The reason [a country] chooses to [sign a treaty or join an international organization] is that the expected benefits outweigh the loss of sovereignty experienced. If the expectation is not realized, a country can terminate its membership.

-- Bill Graham, Canada at the WTO: Towards a Millennium Agenda, A Citizen's Guide to the World Trade Organization and to the Committee's June 1999 Report, The Standing Committee on Foreign Affairs and International Trade, June 1999, p. 7

The United States flat-out refuses meet its obligations under FTA and NAFTA, and Prime Minister Stephen Harper has admitted as much. Canada compromised its sovereignty for a lie.

When the Brian Mulroney government's FTA negotiations were leaked to the public in the mid-1980s, the government went into damage control mode, seeking to limit discourse as much as possible and present the initiative as - get ready - a way to resolve issues like the the softwood lumber dispute.

Canada abrogated many prerogatives of its sovereignty and a large swath of national interest to get that deal with America. The bait was open access to American markets - not only for trade but also for investment, since, as economist (and later politician) Jacques Parizeau explained, "concentration of assets has brought about a few groups that now find the Canadian 'pond' a bit small for them and therefore tend to go to the United States" (Jacques Parizeau, "Corporate Concentration & Changes in the Regulation of Financial Institutions," R. S. Khemani et al, Eds., Mergers, Corporate Concentration and Power in Canada, Institute for Research on Public Policy, Halifax, 1988, p. 383) - and a guarantee against American protectionism via the mutual promise to abide by FTA rules and a binding dispute settlement mechanism.

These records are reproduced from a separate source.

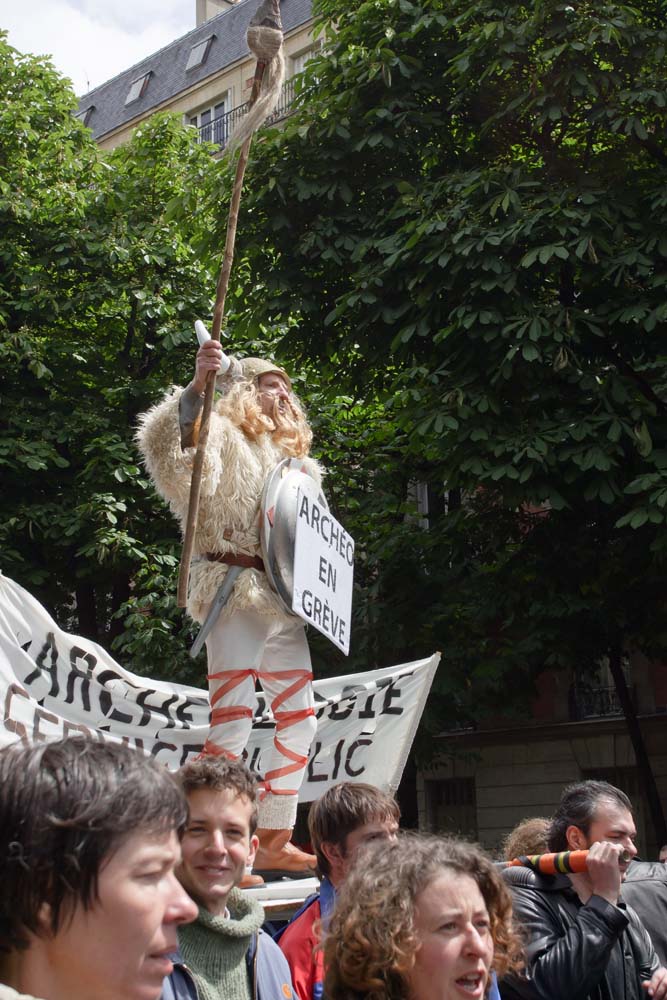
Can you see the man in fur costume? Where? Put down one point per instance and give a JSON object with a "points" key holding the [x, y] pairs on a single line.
{"points": [[255, 424]]}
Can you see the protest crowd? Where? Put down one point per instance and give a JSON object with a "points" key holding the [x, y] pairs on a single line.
{"points": [[123, 881]]}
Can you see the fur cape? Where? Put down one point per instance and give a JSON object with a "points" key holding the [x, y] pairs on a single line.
{"points": [[234, 473]]}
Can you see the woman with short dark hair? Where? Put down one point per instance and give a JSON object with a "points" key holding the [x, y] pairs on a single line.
{"points": [[90, 904]]}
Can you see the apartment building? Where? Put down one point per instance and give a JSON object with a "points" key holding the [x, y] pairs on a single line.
{"points": [[206, 75]]}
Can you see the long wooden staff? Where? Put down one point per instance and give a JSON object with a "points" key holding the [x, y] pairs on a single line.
{"points": [[265, 42]]}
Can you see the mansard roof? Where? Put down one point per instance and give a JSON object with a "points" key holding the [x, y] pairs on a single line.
{"points": [[163, 75]]}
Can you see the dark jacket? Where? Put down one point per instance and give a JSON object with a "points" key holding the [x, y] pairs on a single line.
{"points": [[267, 968], [576, 952], [645, 889]]}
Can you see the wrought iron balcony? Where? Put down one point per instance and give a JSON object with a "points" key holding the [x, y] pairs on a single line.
{"points": [[594, 702], [219, 129]]}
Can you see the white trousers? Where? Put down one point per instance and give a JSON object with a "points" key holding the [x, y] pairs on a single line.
{"points": [[242, 649]]}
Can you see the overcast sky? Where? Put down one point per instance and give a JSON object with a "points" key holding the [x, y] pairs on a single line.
{"points": [[92, 40]]}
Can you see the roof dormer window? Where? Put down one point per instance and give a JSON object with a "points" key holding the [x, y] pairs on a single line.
{"points": [[138, 88], [84, 114], [199, 53]]}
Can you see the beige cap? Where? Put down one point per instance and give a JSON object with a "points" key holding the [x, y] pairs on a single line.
{"points": [[253, 368]]}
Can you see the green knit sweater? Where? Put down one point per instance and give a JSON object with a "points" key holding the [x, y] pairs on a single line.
{"points": [[214, 949]]}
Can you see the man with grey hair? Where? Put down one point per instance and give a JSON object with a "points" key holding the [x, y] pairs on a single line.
{"points": [[584, 943]]}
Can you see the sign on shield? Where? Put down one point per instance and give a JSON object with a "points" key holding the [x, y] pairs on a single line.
{"points": [[323, 567]]}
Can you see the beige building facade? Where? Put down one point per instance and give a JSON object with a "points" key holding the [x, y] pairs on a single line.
{"points": [[485, 781], [206, 75]]}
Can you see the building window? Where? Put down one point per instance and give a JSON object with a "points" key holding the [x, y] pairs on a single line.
{"points": [[199, 53], [84, 115], [301, 58], [138, 88], [214, 123], [451, 806]]}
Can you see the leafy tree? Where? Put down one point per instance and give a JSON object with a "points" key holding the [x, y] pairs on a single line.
{"points": [[103, 274]]}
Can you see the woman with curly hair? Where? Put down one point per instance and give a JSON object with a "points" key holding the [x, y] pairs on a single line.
{"points": [[423, 918]]}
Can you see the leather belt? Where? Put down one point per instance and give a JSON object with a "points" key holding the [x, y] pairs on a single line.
{"points": [[247, 562]]}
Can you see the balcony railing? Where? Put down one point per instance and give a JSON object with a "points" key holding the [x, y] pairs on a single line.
{"points": [[220, 129], [594, 703]]}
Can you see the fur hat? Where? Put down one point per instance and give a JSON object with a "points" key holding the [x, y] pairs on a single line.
{"points": [[251, 369]]}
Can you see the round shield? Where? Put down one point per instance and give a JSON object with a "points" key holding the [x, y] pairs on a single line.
{"points": [[278, 523]]}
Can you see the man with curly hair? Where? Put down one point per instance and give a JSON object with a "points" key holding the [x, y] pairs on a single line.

Stephen Harper's softwood deal directly abrogates NAFTA. Even though repeated NAFTA panels have ruled on Canada's behalf, the US government simply refused to accept the NAFTA rulings that it is not allowed to tax Canadian lumber. Harper's "deal" essentially legitimizes America's refusal to follow the rules it helped draft, under the excuse that by accepting this, we're just being realistic.

Canada gave up very, very much to get its FTA/NAFTA: control over our energy and water, control over the form that foreign investment takes in Canada (since NAFTA, nearly all foreign investment has been either short term speculation or wholesale purchase of Canadian firms, not FDI as promised), control over taxation and spending, control over whether and how public services are provided (NAFTA includes a clause stating that if a public service - say, health care - is delivered privately for profit, it reverts automatically to the private sector and comes under NAFTA rules), and control over investment flows.

In exchange, we were supposed to get a guarantee of good faith from our "partner" to the south, a guarantee that the United States has never honoured. Harper's "deal" is an admission that NAFTA is a failure. The sleeping elephant can still twitch whenever it pleases.

As Gordon Ritchie, Canada's principal negotiator for the original FTA, later wrote, "The American position was simple: if you want to sell in our markets, you have to play by our rules. If our rules give our own producers an enormous home advantage, that is just too bad. It would be unthinkable, politically, for us to propose that we change any of these laws in any respect just to accomodate Canada." (Gordon Ritchie, Wrestling with the Elephant, McFarlane Walter & Ross, Toronto, 1997, p. 84)

Amazingly, even this understates the issue. NAFTA is a treaty between Canada, the United States, and Mexico. According to the US Constitution, treaties have the force of domestic law, meaning America's tax on Canadian softwood is illegal even according to America's rules.

Instead of holding the US accountable for its criminal activity, Harper has given America a get out of jail free card. We can be sure America will now happily use that card in perpetuity.